Tour d’abord  il est évident que toute personne qui implante un ralentisseur  de son propre chef  est passible de poursuites pénales en vertu de l’article 408 du code pénal auquel renvoit l'article 11 du décret du 29 décembre 2005   qui punit ce fait d'un empoisonnement de 1 à 5 ans  mais aussi d’une peine de  réclusion criminelle de 5 à 10 ans ou même de la peine de mort  si  le ralentisseur implanté illégalement a causé un accident mortel de la circulation ou a occasionné  une infirmité  permanente .

Si c’est l’administration qui a implanté le ralentisseur  en infraction des règles légales, l’autorité qui a procédé à cette implantation   peut être poursuivi pénalement  en vertu du meme article si l’acte  peut être détaché du service. Mais en tout état de cause la responsabilité de cette autorité est complètement engagée sur le terrain de la responsabilité civile.
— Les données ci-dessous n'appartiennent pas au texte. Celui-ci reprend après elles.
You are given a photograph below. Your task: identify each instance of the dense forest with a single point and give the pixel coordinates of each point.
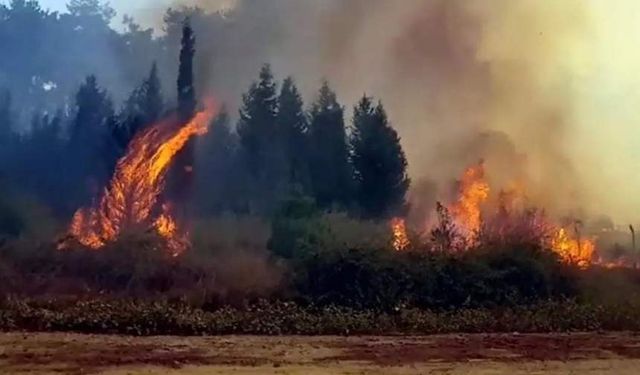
(67, 114)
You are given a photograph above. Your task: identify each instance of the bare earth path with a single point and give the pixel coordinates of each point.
(27, 353)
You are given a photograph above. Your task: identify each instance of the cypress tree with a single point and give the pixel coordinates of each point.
(143, 107)
(186, 89)
(292, 123)
(181, 179)
(260, 143)
(380, 165)
(328, 152)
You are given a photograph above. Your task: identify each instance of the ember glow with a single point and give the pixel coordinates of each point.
(473, 216)
(400, 237)
(473, 192)
(573, 249)
(133, 198)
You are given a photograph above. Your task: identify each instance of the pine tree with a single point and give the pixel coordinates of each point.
(328, 152)
(217, 178)
(91, 142)
(292, 123)
(260, 143)
(186, 89)
(380, 166)
(143, 107)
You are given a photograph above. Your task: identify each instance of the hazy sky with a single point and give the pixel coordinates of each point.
(122, 6)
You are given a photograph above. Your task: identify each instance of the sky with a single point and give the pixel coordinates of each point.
(580, 56)
(122, 6)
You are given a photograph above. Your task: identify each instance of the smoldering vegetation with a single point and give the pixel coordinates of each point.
(287, 199)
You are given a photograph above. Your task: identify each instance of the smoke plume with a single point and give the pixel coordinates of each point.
(525, 85)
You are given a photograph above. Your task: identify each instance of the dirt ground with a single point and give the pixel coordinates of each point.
(28, 353)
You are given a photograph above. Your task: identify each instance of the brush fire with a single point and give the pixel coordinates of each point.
(133, 199)
(473, 217)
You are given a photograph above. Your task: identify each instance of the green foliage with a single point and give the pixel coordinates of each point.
(261, 144)
(297, 229)
(292, 123)
(385, 280)
(143, 107)
(328, 152)
(186, 89)
(138, 317)
(380, 166)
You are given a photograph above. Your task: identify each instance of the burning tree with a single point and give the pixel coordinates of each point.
(132, 199)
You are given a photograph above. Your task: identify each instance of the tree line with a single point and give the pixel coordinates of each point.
(278, 149)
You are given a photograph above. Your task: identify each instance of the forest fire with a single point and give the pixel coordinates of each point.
(473, 192)
(471, 220)
(400, 237)
(132, 199)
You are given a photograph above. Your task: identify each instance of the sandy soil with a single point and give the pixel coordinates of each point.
(27, 353)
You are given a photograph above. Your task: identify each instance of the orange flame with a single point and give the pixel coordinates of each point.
(131, 199)
(474, 191)
(400, 238)
(573, 250)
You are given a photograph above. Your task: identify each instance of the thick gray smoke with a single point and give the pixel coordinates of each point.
(462, 80)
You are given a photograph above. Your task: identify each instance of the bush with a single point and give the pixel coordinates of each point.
(385, 280)
(133, 317)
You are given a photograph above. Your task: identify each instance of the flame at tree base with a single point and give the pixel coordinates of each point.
(132, 199)
(474, 224)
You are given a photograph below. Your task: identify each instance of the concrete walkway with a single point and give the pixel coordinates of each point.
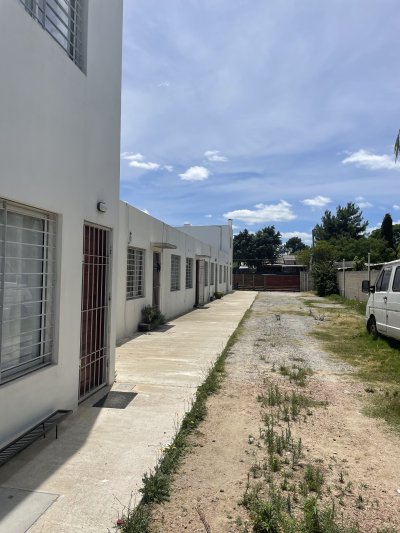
(82, 481)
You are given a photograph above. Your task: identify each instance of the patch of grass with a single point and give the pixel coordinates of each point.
(376, 362)
(297, 374)
(386, 406)
(275, 514)
(156, 484)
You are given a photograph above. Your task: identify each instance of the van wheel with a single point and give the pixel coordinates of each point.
(372, 329)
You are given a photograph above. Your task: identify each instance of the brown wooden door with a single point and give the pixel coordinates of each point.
(94, 313)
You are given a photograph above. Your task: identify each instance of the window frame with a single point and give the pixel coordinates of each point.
(396, 274)
(138, 273)
(189, 273)
(65, 21)
(40, 310)
(175, 282)
(385, 275)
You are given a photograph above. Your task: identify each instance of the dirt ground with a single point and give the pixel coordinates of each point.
(359, 456)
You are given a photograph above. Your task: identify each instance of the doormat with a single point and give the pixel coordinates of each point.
(116, 400)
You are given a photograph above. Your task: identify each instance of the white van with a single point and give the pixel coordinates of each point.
(383, 307)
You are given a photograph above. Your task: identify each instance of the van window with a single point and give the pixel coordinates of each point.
(382, 284)
(396, 281)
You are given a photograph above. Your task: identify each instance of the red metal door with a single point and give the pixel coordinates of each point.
(95, 306)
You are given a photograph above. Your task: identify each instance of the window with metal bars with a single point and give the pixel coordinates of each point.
(27, 287)
(175, 272)
(64, 21)
(189, 273)
(135, 273)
Ainsi si un accident matériel ou corporel  a été provoqué  par le fait d’un ralentisseur  implanté  par la commune ( ou par les services de la direction des travaux publics)  en violation  des règles sus-mentionnées ( ralentisseur non doublement signalé , implanté sans respect de la forme et des dimensions prescrites par la loi  , érigé hors agglomération…), la victime peut intenter un procès contre la commune ( ou la wilaya dont relèvent les services des travaux publics) devant le tribunal administratif   et  aura droit  à des  indemnisations financières qui doivent couvrir le préjudice matériel et moral subis. L’arrêté du wali autorisant l’implantation d’un ralentisseur  peut aussi faire l’objet d’un recours en annulation devant le tribunal  administratif  s’il est prouvé qu’il a été pris  sans respect des conditions  et des modalités d’implantation des ralentisseurs telles que fixées par le  décret et les deux arrêtés ministériels sus- mentionnés.

Le grave danger que constitue pour les automobilistes les ralentisseurs implantés sans respect  des prescriptions légales  étant évident ,  et devant le laxisme des autorités locales  et du centre national de prévention et de sécurité routiere à mettre un  terme  à l’implantation anarchique de ces  ralentisseurs et à  la suppression de  ceux   érigés en violation de la loi   , les associations  des usagers de la route doivent impérativement s’impliquer en sensibilisant qui de droit au respect de la loi et , en dernier recours lancer une campagne   judiciaire  à cet effet devant les  tribunaux.